Dosyadaki kayıt ve belgelerden; davacının İ.Ü.Kampüsü Çamaşırhanesi unvanlı (189164201) sigorta sicil nolu işyerinde 01.10.1986 tarihinde işe başladığına dair işe giriş bildirgesi Kuruma verildiği, davacıya ait (14975112) sayılı sigorta hizmet cetvelinde de davacının işe giriş bildirgesinin verildiği işyerinden her hangi bir çalışması bildirilmediği, işyeri T. A. Ltd Şti adına 01.08.1986 tarihi itibariyle 506 sayılı Yasa kapsamına alındığı, 07.03.1988 tarihinde Yasa kapsamından çıkarıldığı anlaşılmaktadır.
Gerçekten; 506 sayılı Sosyal Sigortalar Yasa’sının 2 ve 6. maddelerinde açıkça belirlendiği üzere, sigortalılığın oluşumu yönünden çalışma olgusunun varlığı zorunludur. Eylemli veya gerçek biçimde çalışmanın varlığı saptanmadıkça, hizmet akdine dayanılarak dahi sigortalılıktan söz edilemez. Fiili veya gerçek çalışmayı ortaya koyacak belgeler, işe giriş bildirgesiyle birlikte 506 sayılı Yasa’nın 79. maddesinde belirtilen sigortalının gün sayısını, kazanç durumunu, çalışma tarihleriyle birlikte ortaya koyan aylık sigorta gün bilgileri ile Sosyal Sigorta İşlemleri Yönetmeliği’nin 17. maddesinde belirtilen 4 aylık prim bordroları gibi Kuruma verilmesi zorunlu belgelerdir. Yöntemince düzenlenip süresi içerisinde Kuruma verilen işe giriş bildirgesi, kişinin işe alınmış olduğunu gösterirse de fiili çalışmanın varlığının ortaya konulması açısından tek başına yeterli kabul edilemez. Sigortalılıktan söz edebilmek için, çalışmanın varlığı, Yargıtay uygulamasında 506 sayılı Yasanın 79/10. maddesine dayalı sigortalılığın tespiti davaları yönünden kabul edilen ilkelere uygun biçimde belirlenmelidir. Zira, sigortalılığın başlangıcına yönelik her dava sigortalılığın tespiti istemini de içerir. Aksine düşünce, özellikle yaşlılık aylığının kabulü için öngörülen
sigortalılık süresi yönünden çalışanlar ile çalışmayanlar arasında adaletsiz ve haksız bir durum yaratır. Bu nedenle, işe giriş bildirgesinin verildiği ancak yasal diğer belgelerin bulunmadığı durumlarda çalışma olgusunu ortaya koyabilecek inandırıcı ve yeterli kanıtlar aranmalı, kamu düzenine dayalı bu tür davalarda hakim, görevi gereği doğrudan soruşturmayı genişleterek sigortalılık koşullarının oluşup oluşmadığını belirlemelidir. Bu yön, Yargıtay Hukuk Genel Kurulu’nun 16.9.1999 gün 1999/21-510-527, 30.6.1999 gün 1999/21-549-555, 5.2.2003 gün 2003/21-35-64, 15.10.2003 gün 2003/21-634-572, 3.11.2004 gün 2004/21-480-579 ve 2004/21-479-578, 10.11.2004 gün 2004/21-538 ve 1.12.2004 gün 2004/21-629 sayılı kararlarında da vurgulanmıştır.

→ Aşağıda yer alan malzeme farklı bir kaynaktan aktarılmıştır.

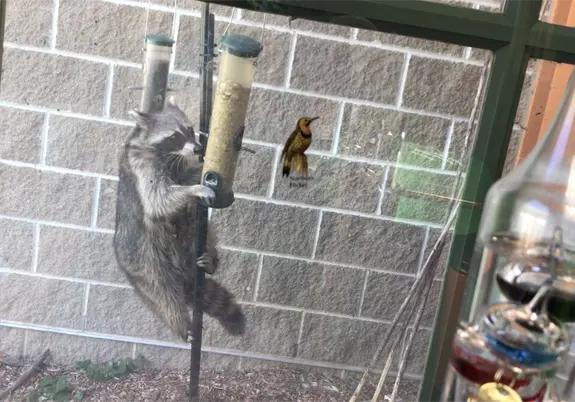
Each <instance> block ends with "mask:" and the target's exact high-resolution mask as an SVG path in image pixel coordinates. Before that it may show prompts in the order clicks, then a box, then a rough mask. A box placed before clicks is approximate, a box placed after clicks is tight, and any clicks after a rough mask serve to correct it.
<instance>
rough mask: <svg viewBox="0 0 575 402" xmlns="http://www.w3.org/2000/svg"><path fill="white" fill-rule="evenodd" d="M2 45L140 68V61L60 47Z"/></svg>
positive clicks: (50, 53) (30, 51) (6, 46)
mask: <svg viewBox="0 0 575 402" xmlns="http://www.w3.org/2000/svg"><path fill="white" fill-rule="evenodd" d="M4 46H5V47H6V48H9V49H17V50H25V51H28V52H35V53H44V54H51V55H54V56H62V57H70V58H73V59H79V60H84V61H89V62H92V63H102V64H109V63H114V64H117V65H120V66H125V67H137V68H142V63H135V62H131V61H125V60H121V59H113V58H110V57H103V56H95V55H89V54H85V53H75V52H70V51H67V50H61V49H50V48H44V47H37V46H30V45H21V44H18V43H14V42H4Z"/></svg>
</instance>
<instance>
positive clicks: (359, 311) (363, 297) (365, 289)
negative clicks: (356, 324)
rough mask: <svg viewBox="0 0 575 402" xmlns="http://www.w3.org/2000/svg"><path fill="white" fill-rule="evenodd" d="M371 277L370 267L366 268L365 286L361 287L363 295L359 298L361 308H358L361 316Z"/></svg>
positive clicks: (360, 315)
mask: <svg viewBox="0 0 575 402" xmlns="http://www.w3.org/2000/svg"><path fill="white" fill-rule="evenodd" d="M368 277H369V269H366V270H365V276H364V278H363V286H362V289H361V296H360V298H359V308H358V310H357V316H358V317H361V310H362V309H363V301H364V300H365V291H366V290H367V280H368Z"/></svg>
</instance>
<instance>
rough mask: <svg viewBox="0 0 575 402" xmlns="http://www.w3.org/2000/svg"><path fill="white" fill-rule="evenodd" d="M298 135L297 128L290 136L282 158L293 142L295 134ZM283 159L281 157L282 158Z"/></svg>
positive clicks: (285, 153)
mask: <svg viewBox="0 0 575 402" xmlns="http://www.w3.org/2000/svg"><path fill="white" fill-rule="evenodd" d="M296 135H297V130H296V131H294V132H293V133H291V135H290V136H289V138H288V139H287V141H286V143H285V145H284V149H283V151H282V158H283V156H284V155H285V154H286V153H287V150H288V148H289V146H290V144H291V143H292V142H293V140H294V139H295V136H296ZM280 159H281V158H280Z"/></svg>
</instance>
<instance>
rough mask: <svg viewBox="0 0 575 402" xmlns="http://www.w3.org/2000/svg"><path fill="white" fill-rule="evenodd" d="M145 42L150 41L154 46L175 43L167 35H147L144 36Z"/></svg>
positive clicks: (174, 42)
mask: <svg viewBox="0 0 575 402" xmlns="http://www.w3.org/2000/svg"><path fill="white" fill-rule="evenodd" d="M146 43H151V44H152V45H156V46H166V47H172V46H174V43H176V41H175V40H173V39H172V38H170V37H168V36H163V35H148V36H146Z"/></svg>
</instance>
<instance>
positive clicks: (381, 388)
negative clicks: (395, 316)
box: [371, 323, 407, 402]
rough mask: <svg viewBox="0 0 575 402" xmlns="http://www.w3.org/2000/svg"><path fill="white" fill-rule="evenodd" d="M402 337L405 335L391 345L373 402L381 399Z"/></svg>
mask: <svg viewBox="0 0 575 402" xmlns="http://www.w3.org/2000/svg"><path fill="white" fill-rule="evenodd" d="M405 327H407V323H406V324H405ZM402 336H403V334H402V335H401V336H398V337H397V339H396V340H395V342H393V345H391V351H390V352H389V356H388V357H387V361H386V362H385V367H384V368H383V372H382V373H381V377H379V382H378V383H377V388H376V389H375V393H374V394H373V398H371V402H377V398H378V397H379V394H380V392H381V389H382V388H383V383H384V382H385V379H386V378H387V374H388V373H389V369H390V368H391V363H392V361H393V355H394V353H395V349H396V348H397V344H398V343H399V340H400V339H401V337H402Z"/></svg>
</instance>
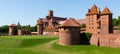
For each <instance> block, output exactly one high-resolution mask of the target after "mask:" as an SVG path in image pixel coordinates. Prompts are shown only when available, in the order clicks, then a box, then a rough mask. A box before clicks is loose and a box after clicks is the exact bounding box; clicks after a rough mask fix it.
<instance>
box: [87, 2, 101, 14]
mask: <svg viewBox="0 0 120 54" xmlns="http://www.w3.org/2000/svg"><path fill="white" fill-rule="evenodd" d="M100 12H101V11H100V9H99V8H98V7H97V6H96V5H95V4H94V5H93V6H92V8H91V9H89V11H88V13H87V14H99V13H100Z"/></svg>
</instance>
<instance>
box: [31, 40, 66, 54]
mask: <svg viewBox="0 0 120 54" xmlns="http://www.w3.org/2000/svg"><path fill="white" fill-rule="evenodd" d="M56 42H58V40H52V41H50V42H48V43H45V44H42V45H39V46H36V47H32V48H29V49H30V50H32V51H34V52H40V51H42V52H46V53H49V54H66V53H65V52H61V51H58V50H55V49H52V44H54V43H56Z"/></svg>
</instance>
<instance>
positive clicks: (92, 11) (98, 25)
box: [86, 5, 113, 34]
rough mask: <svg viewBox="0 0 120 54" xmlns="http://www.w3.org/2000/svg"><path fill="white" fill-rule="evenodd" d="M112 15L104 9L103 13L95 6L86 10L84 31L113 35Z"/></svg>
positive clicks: (111, 14) (99, 8)
mask: <svg viewBox="0 0 120 54" xmlns="http://www.w3.org/2000/svg"><path fill="white" fill-rule="evenodd" d="M112 28H113V27H112V13H111V11H110V10H109V9H108V8H107V7H105V8H104V10H103V11H101V10H100V8H98V7H97V6H96V5H93V6H92V8H91V9H88V13H87V14H86V31H87V32H91V33H93V34H109V33H113V29H112Z"/></svg>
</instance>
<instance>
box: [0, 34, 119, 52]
mask: <svg viewBox="0 0 120 54" xmlns="http://www.w3.org/2000/svg"><path fill="white" fill-rule="evenodd" d="M57 42H58V37H57V36H0V54H120V48H110V47H97V46H92V45H73V46H62V45H59V44H58V43H57Z"/></svg>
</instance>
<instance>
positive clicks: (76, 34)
mask: <svg viewBox="0 0 120 54" xmlns="http://www.w3.org/2000/svg"><path fill="white" fill-rule="evenodd" d="M59 43H60V44H61V45H77V44H79V43H80V24H79V23H78V22H76V20H75V19H73V18H70V19H68V20H66V21H65V22H64V23H63V24H62V25H61V26H60V27H59Z"/></svg>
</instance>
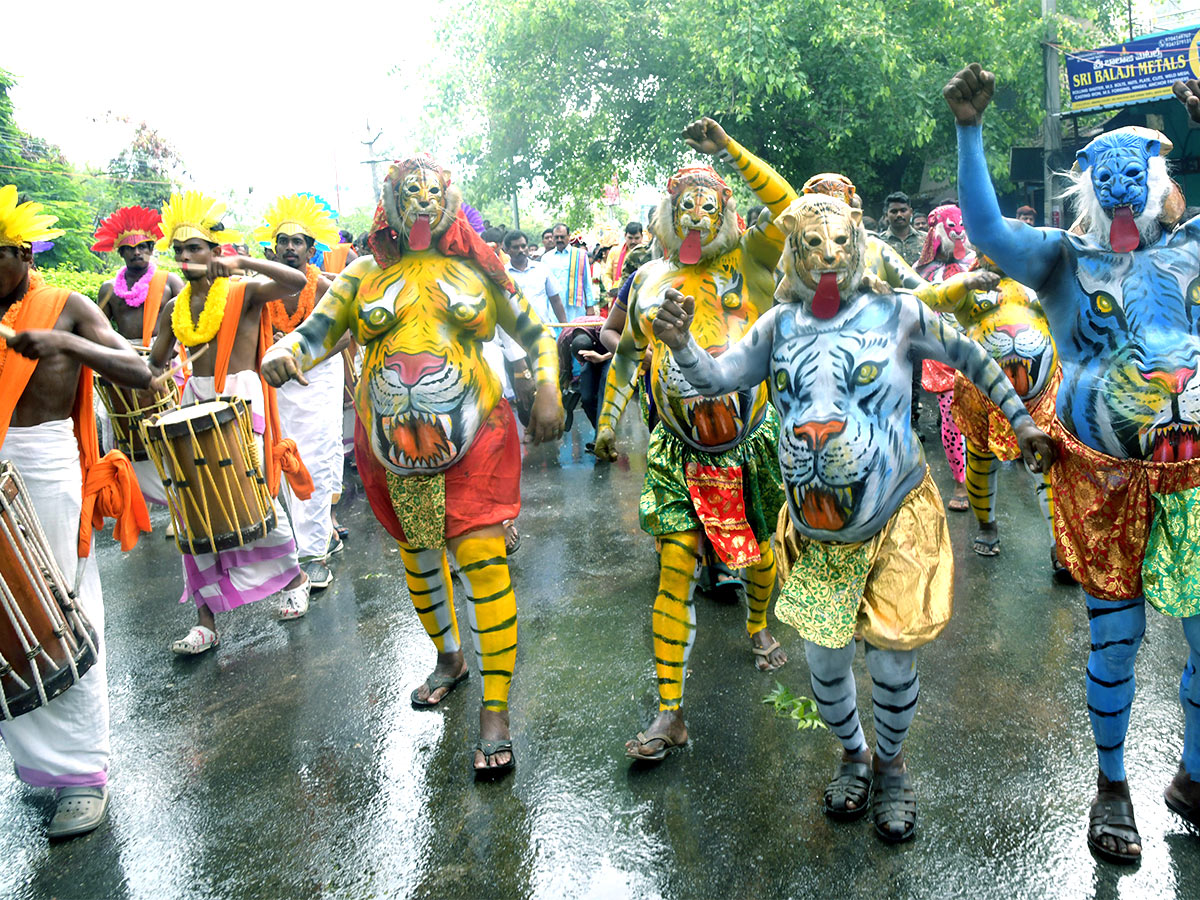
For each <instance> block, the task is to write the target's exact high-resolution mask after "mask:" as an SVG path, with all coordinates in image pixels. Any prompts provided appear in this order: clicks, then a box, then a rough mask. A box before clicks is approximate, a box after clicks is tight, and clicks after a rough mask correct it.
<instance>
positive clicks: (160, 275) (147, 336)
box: [142, 269, 170, 347]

Somut olaya gelince; mahkemece açıklanan şekilde fiili çalışmanın varlığının yöntemince araştırılmadan sonuca gidildiği ortadadır. Gerçekten işe giriş bildirgesinin verildiği iş yerine ait 1986/3 dönem bordroları dosyada bulunmadığı için, ifadesi hükme dayanak alınan tanıkların davacıyla birlikte bu işyerinde çalışan, kayıtlara geçmiş kişilerden olup olmadığı anlaşılamamaktadır, ayrıca iş yerinin bir kamu kurumu olan İ.Ü. Kampüsü çamaşırhanesi inşaatı işi olması nedeni ile sözkonusu inşaatı ihale ile üstlenen şirket tespit edilmeden, Üniversite Rektörlüğünce yapılan arşiv araştırması sonnucu inşaat ile ilgili belgeye rastlanılmadığı yönündeki cevabı dikkate alınarak komşu iş yeri bulunmadığı sonucuna varılarak bordro tanığı ya da komşu iş yeri tanığı olup olmadığı anlaşılamayan tanık anlatımına dayalı verilen karar doğru değildir.

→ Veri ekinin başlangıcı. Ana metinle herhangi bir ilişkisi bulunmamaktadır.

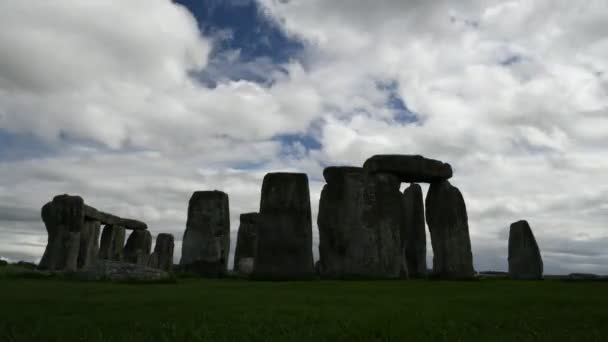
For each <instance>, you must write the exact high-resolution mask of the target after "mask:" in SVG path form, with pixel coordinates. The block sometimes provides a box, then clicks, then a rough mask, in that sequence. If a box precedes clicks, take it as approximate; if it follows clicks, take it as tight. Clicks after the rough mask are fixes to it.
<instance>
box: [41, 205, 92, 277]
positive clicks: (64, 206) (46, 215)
mask: <svg viewBox="0 0 608 342" xmlns="http://www.w3.org/2000/svg"><path fill="white" fill-rule="evenodd" d="M41 216H42V220H43V221H44V224H45V226H46V230H47V233H48V242H47V246H46V249H45V251H44V255H43V256H42V259H41V260H40V264H39V265H38V267H39V268H40V269H45V270H66V271H75V270H76V269H77V266H78V254H79V251H80V232H81V231H82V228H83V226H84V201H83V199H82V197H79V196H69V195H59V196H55V198H53V201H52V202H49V203H47V204H45V205H44V206H43V207H42V213H41Z"/></svg>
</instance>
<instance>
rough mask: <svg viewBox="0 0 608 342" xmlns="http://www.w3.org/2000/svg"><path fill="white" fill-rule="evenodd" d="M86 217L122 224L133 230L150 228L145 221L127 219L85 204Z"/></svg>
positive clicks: (100, 221)
mask: <svg viewBox="0 0 608 342" xmlns="http://www.w3.org/2000/svg"><path fill="white" fill-rule="evenodd" d="M84 212H85V217H86V218H87V219H89V220H94V221H99V222H101V223H102V224H105V225H116V226H121V227H124V228H126V229H131V230H146V229H148V225H147V224H145V223H144V222H141V221H138V220H134V219H125V218H121V217H118V216H116V215H112V214H108V213H104V212H103V211H99V210H97V209H95V208H93V207H91V206H88V205H86V204H85V206H84Z"/></svg>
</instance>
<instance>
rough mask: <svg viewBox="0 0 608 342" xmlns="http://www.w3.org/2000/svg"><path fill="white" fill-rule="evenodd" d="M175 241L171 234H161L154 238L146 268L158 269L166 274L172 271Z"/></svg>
mask: <svg viewBox="0 0 608 342" xmlns="http://www.w3.org/2000/svg"><path fill="white" fill-rule="evenodd" d="M174 241H175V239H174V238H173V235H171V234H165V233H161V234H158V236H156V245H155V246H154V252H153V253H152V255H151V256H150V262H149V264H148V266H150V267H152V268H158V269H161V270H164V271H167V272H171V271H172V269H173V248H174V246H175V242H174Z"/></svg>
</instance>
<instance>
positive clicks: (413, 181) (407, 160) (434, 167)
mask: <svg viewBox="0 0 608 342" xmlns="http://www.w3.org/2000/svg"><path fill="white" fill-rule="evenodd" d="M363 168H364V169H365V170H366V171H368V172H369V173H372V174H374V173H390V174H393V175H395V176H397V177H399V179H400V180H401V181H402V182H406V183H433V182H439V181H442V180H446V179H449V178H451V177H452V167H451V166H450V164H447V163H443V162H441V161H438V160H434V159H428V158H424V157H423V156H419V155H402V154H382V155H375V156H373V157H371V158H369V159H368V160H366V161H365V163H364V164H363Z"/></svg>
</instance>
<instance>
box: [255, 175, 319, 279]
mask: <svg viewBox="0 0 608 342" xmlns="http://www.w3.org/2000/svg"><path fill="white" fill-rule="evenodd" d="M258 218H259V221H258V225H257V244H256V256H255V258H254V264H253V273H252V277H253V278H255V279H271V280H280V279H309V278H312V277H313V276H314V268H313V255H312V214H311V209H310V194H309V188H308V176H307V175H306V174H303V173H268V174H266V176H265V177H264V181H263V183H262V195H261V199H260V211H259V216H258Z"/></svg>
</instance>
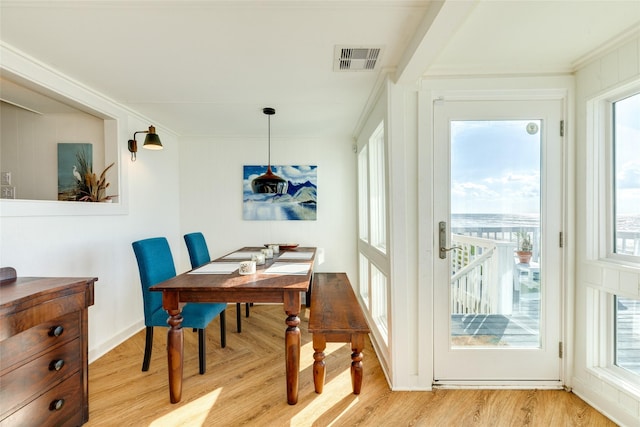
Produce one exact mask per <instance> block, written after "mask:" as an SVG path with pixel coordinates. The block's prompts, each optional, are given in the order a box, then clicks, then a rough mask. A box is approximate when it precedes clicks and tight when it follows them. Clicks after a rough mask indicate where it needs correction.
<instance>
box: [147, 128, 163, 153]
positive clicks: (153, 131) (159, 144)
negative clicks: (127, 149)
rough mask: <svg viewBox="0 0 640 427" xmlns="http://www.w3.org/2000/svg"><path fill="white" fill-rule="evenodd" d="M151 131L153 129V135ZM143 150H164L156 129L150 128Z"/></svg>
mask: <svg viewBox="0 0 640 427" xmlns="http://www.w3.org/2000/svg"><path fill="white" fill-rule="evenodd" d="M151 129H153V133H151ZM142 148H146V149H147V150H162V143H161V142H160V137H159V136H158V134H157V133H156V128H154V127H153V126H150V127H149V133H148V134H147V136H145V138H144V144H142Z"/></svg>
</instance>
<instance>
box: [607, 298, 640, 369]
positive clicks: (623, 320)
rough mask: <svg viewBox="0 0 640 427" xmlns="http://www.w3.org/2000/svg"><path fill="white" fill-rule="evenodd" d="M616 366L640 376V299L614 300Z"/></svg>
mask: <svg viewBox="0 0 640 427" xmlns="http://www.w3.org/2000/svg"><path fill="white" fill-rule="evenodd" d="M614 302H615V306H614V310H613V311H614V313H615V316H614V319H615V322H614V323H615V328H614V334H615V347H614V364H615V365H616V366H618V367H620V368H622V369H626V370H627V371H630V372H632V373H634V374H637V375H640V299H631V298H623V297H619V296H616V297H615V298H614Z"/></svg>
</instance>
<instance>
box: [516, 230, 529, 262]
mask: <svg viewBox="0 0 640 427" xmlns="http://www.w3.org/2000/svg"><path fill="white" fill-rule="evenodd" d="M516 238H517V239H518V250H516V255H517V256H518V261H519V262H520V264H529V261H531V255H532V251H533V244H532V243H531V238H530V237H529V233H527V232H526V231H519V232H518V233H516Z"/></svg>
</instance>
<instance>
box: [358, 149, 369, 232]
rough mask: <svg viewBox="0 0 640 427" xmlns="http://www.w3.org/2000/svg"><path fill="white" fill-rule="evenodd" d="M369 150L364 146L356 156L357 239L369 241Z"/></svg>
mask: <svg viewBox="0 0 640 427" xmlns="http://www.w3.org/2000/svg"><path fill="white" fill-rule="evenodd" d="M368 157H369V150H368V148H367V146H365V147H364V148H363V149H362V151H360V153H359V154H358V219H359V221H358V224H359V226H358V229H359V234H358V235H359V237H360V239H362V240H364V241H365V242H368V241H369V191H368V190H367V183H368V182H369V179H368V175H369V172H368V166H367V165H368V162H369V158H368Z"/></svg>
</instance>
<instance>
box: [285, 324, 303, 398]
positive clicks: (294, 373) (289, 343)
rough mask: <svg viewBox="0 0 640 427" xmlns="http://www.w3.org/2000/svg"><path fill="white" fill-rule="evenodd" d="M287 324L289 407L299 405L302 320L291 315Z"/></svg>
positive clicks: (286, 358)
mask: <svg viewBox="0 0 640 427" xmlns="http://www.w3.org/2000/svg"><path fill="white" fill-rule="evenodd" d="M287 314H289V313H287ZM286 323H287V330H286V332H285V335H284V341H285V350H286V354H285V359H286V363H287V402H288V403H289V405H295V404H296V403H298V371H299V370H300V329H299V328H298V325H299V324H300V318H299V317H298V315H297V313H296V314H289V316H288V317H287V320H286Z"/></svg>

Öte yandan, 506 sayılı Yasa’nın 60/G maddesinde 18 yaşından önce malullük, yaşlılık ve ölüm sigortasına tabi olanların sigortalılık süresinin 18 yaşını doldurdukları tarihte başlamış kabul edileceğinin, ancak bu tarihten önceki süreler için ödenen malullük, yaşlılık ve ölüm sigortaları primlerinin prim ödeme gün sayılarının hesaplarına dahil edileceği bildirilmiştir. 10.11.1960 tarihinde doğan davacının işe giriş bildirgesinin 01.10.1986 tarihinde verildiği ve bu tarihte 16 yaşında olduğundan bildirge tarihinin sigortalılık başlangıç tarihi olarak kabulü de mümkün değildir.

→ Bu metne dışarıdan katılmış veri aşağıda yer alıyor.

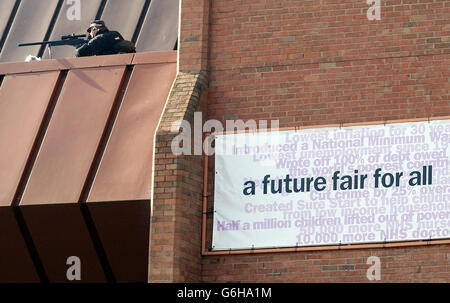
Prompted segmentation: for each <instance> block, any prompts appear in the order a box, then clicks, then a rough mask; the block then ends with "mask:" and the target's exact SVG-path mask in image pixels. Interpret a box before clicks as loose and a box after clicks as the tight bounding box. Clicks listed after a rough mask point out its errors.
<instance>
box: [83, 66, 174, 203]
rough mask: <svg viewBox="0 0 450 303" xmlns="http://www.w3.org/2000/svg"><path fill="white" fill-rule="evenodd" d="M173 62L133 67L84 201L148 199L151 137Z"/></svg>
mask: <svg viewBox="0 0 450 303" xmlns="http://www.w3.org/2000/svg"><path fill="white" fill-rule="evenodd" d="M175 75H176V63H169V64H146V65H138V66H136V67H135V68H134V70H133V74H132V76H131V79H130V82H129V85H128V87H127V91H126V94H125V96H124V99H123V102H122V105H121V108H120V110H119V113H118V116H117V119H116V122H115V125H114V127H113V130H112V133H111V136H110V138H109V141H108V144H107V147H106V150H105V153H104V155H103V158H102V161H101V163H100V166H99V169H98V172H97V175H96V177H95V180H94V183H93V185H92V188H91V191H90V194H89V197H88V201H91V202H95V201H122V200H141V199H142V200H144V199H150V189H151V180H152V161H153V160H152V158H153V138H154V134H155V131H156V127H157V124H158V122H159V119H160V117H161V114H162V110H163V108H164V104H165V102H166V99H167V96H168V94H169V90H170V88H171V86H172V83H173V80H174V79H175Z"/></svg>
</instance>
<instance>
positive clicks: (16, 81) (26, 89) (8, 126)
mask: <svg viewBox="0 0 450 303" xmlns="http://www.w3.org/2000/svg"><path fill="white" fill-rule="evenodd" d="M58 75H59V72H43V73H33V74H19V75H11V76H6V77H5V78H4V80H3V83H2V86H1V87H0V206H9V205H11V204H12V202H13V198H14V194H15V191H16V189H17V186H18V184H19V182H20V179H21V177H22V174H23V172H24V168H25V165H26V163H27V160H28V157H29V155H30V153H31V150H32V147H33V144H34V142H35V138H36V136H37V134H38V132H39V128H40V125H41V122H42V119H43V118H44V115H45V112H46V109H47V106H48V104H49V101H50V99H51V97H52V94H53V92H54V89H55V86H56V83H57V80H58ZM37 88H39V89H37Z"/></svg>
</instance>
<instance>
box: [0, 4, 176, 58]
mask: <svg viewBox="0 0 450 303" xmlns="http://www.w3.org/2000/svg"><path fill="white" fill-rule="evenodd" d="M179 1H180V0H126V1H125V0H70V1H67V0H39V1H36V0H1V1H0V50H1V52H0V62H15V61H24V60H25V58H26V57H27V56H28V55H33V56H39V57H42V58H44V59H48V58H49V52H48V48H47V47H40V46H26V47H18V46H17V45H18V44H19V43H27V42H38V41H44V40H59V39H60V38H61V36H62V35H67V34H72V33H76V34H85V33H86V29H87V27H88V26H89V24H90V23H91V21H92V20H94V19H102V20H104V21H105V22H106V25H107V26H108V28H109V29H111V30H117V31H119V32H120V33H121V34H122V36H123V37H124V38H125V39H127V40H131V41H133V42H135V43H136V47H137V51H138V52H149V51H170V50H173V49H174V48H175V47H176V44H177V43H176V42H177V38H178V15H179ZM78 3H79V6H78ZM78 9H79V10H78ZM74 54H75V49H74V48H73V47H72V46H59V47H53V48H52V57H53V59H61V58H70V57H73V56H74Z"/></svg>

Yapılacak iş, davacının çalıştığını iddia ettiği iş yerinden geçen ve Kuruma bildirilmeyen 01.10.1986 tarihindeki bir günlük süre yönünden uyuşmazlık konusu dönemde Kuruma verilmiş dönem bordroları varsa kurumdan istenip dönem bordrolarında çalışmaları görülen tanıkların beyanlarına başvurmak, dönem bordrolarının bulunmaması yada bordro tanıklarının adreslerinin tespit edilemediği ya da beyanları ile yetinilmediği takdirde, İ.Ü. Rektörlüğünden 1986 yılında yapılan Üniversite Çamaşırhane inşaatı ile ilgili ihalenin kime verildiği tespit edilip ilgili belgeliri istemek, ayrıca komşu iş yerlerini sormak, ayrıca Kurumdan bilgi alınarak veya Emniyet yoluyla yaptırılacak araştırma sonucu iş yerine komşu veya yakın işyerlerinden belirlenen çalışanların ve işyeri sahiplerinin beyanlarına başvurmak, tüm deliller birlikte değerlendirilerek 506 sayılı Yasanın 60/G maddesi dikkate alınarak sonucuna göre karar vermektir
Mahkemece, bu maddi ve hukuki olgular göz önünde tutulmaksızın eksik araştırma ve değerlendirme ile yazılı şekilde hüküm kurulması usul ve yasaya aykırı olup bozma nedenidir.
O halde, davalı Kurum vekilinin bu yönleri amaçlayan temyiz itirazları kabul edilmeli ve hüküm bozulmalıdır.
SONUÇ:Hükmün yukarıda açıklanan nedenlerle BOZULMASINA, 22.03.2010 gününde oybirliğiyle karar verildi.